As cripto-moedas tornaram-se uma moda irresistível com o Bitcoin. A sua sobrevalorização a prazo implodirá parcialmente. Mas será incontornável como uma nova real moeda internacional, por mais que os governos do mundo o detestem. O que a opinião pública em geral ainda não compreendeu é que com a mesma base tecnológica do Bitcoin (blockchain) múltiplas cripto-moedas têm sido criadas, especialmente na matriz do Etherium. Esta via, como financiamento de startups, tem sido quase histérica com a proliferação de ICO’s (oferta inicial de moeda) que em muitos casos é pouco consistente. No entanto, os ICO’s em 2017 excedem já o capital de risco, rondando os 3,6 mil milhões de dólares até final de Novembro. Mas em lugar de atribuição de tokens, os ICO irão evoluir para a subscrição de capital (equity). O crowdsourcing tem igualmente criado alternativas para o financiamento de startups.

O empreendedorismo, a inovação e a criação de startups devem ser orientados em ambientes de profissionalismo, de conhecimento avançado e de grande experiência. Em imensos casos de incubadoras e aceleradoras não é isso que se verifica. O entusiasmo é importante mas não basta. O conhecimento livresco também não chega.

Todavia, estes domínios são extremamente importantes, quer em termos absolutos, quer em termos comparativos num mercado global em que a economia da União Europeia pouco cresce enquanto a maior parte do mundo cresce vibrantemente a velocidades impressionantes.
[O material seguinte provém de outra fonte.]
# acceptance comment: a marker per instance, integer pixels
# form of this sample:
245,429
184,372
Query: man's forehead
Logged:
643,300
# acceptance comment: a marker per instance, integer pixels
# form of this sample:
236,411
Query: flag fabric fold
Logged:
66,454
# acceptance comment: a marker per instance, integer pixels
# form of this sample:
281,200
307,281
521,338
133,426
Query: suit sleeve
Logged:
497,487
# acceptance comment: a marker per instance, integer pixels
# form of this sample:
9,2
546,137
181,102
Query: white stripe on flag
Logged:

Por exemplo, os portugueses em geral desconhecem totalmente a força inovadora e de sofisticada competitividade que emerge fortemente na Ásia, continente cuja astronómica população tem uma idade média de apenas 30 anos.

Em suma, eventos como a Web Summit geram entusiasmo mediático que, sendo compreensível, pode indiciar alguma ingenuidade de quem desconhece o que se passa no mundo em escalas muito maiores e com outros graus de eficiência transformadora.